Di jalanan kota-kota Indonesia, dari Senayan sampai Makassar, dari Bandung sampai Surabaya, terdengar bunyi yang sangat purba sekaligus modern. Bunyinya bukan hanya dari toa dan pekikan, tetapi juga dari rasa perih di dompet, dari tagihan yang merangkak, dari tarif yang naik pelan namun pasti. Pemerintah menyebutnya penyesuaian. Rakyat menyebutnya beban. Lalu tiba-tiba gedung dewan daerah dilalap api di Makassar dan tiga nyawa padam bersama malam yang makin panas. Di Jakarta halte hangus, layanan bus dihentikan, jalur kereta bawah tanah dipangkas, dan seorang pengemudi ojek yang sedang mencari nafkah tewas setelah terlindas kendaraan taktis. Di saat seperti ini, alasan apa pun terdengar tidak cukup meyakinkan dibanding suara sirene dan isak keluarga. Fakta-faktanya sudah telanjang, dan negara yang baik seharusnya tidak merasa malu saat bercermin.

Orang boleh berdebat tentang penyebab utama. Apakah karena kemarahan pada fasilitas perumahan wakil rakyat yang terasa mewah saat lapangan kerja tak menentu. Apakah karena gaya aparat yang seperti lupa bahwa wibawa lahir dari pengayoman, bukan dari roda baja. Apakah karena harga bahan pokok dan ongkos hidup yang memanjat dinding gaji. Atau karena pungutan yang merapat ke tulang, baik dalam rupa PPN yang naik sampai dua belas persen pada kelompok barang tertentu maupun PBB daerah yang melonjak liar seperti di Pati. Apa pun kemasannya, rakyat menyimpulkannya dalam satu kata pendek yang pahit: bayar. Dan kata itu terasa semakin getir ketika manfaat balik terasa jauh dari jangkauan.
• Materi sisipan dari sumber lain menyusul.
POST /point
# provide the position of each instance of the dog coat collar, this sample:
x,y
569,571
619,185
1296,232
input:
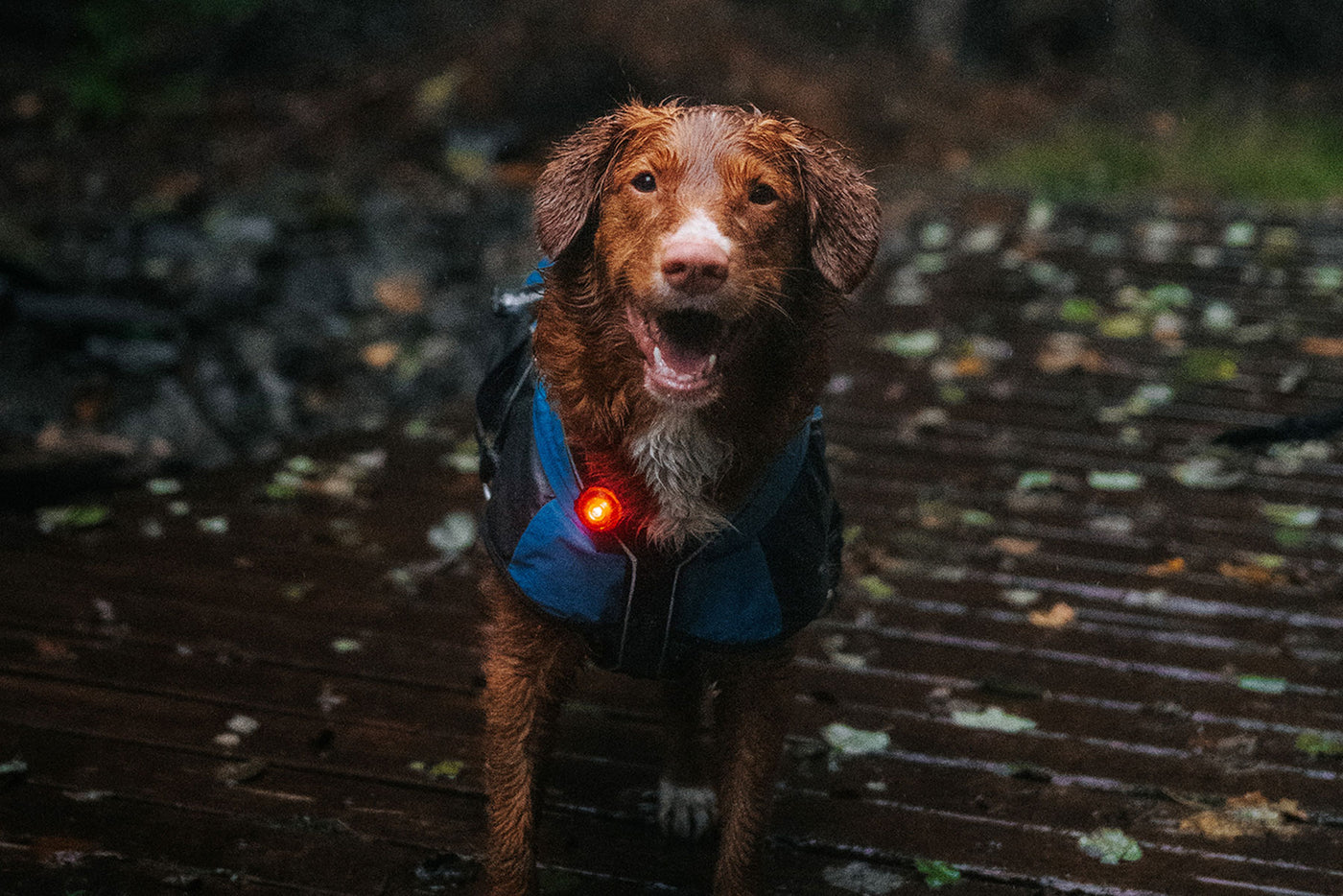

Sejarah jarang cerewet, tetapi selalu konsisten memberi peringatan. Amerika pernah tersulut oleh pajak teh yang terlihat sepele di neraca kerajaan, tetapi terasa menampar martabat koloni. Seruan tidak ada pajak tanpa keterwakilan menjadi mantra yang menumbuhkan tekad untuk membuang peti-peti teh ke laut dan akhirnya membuang penjajahan itu sendiri. Sebuah pelajaran klasik: pajak bukan sekadar angka, ia adalah bahasa tentang siapa yang dihargai dan siapa yang dilupakan.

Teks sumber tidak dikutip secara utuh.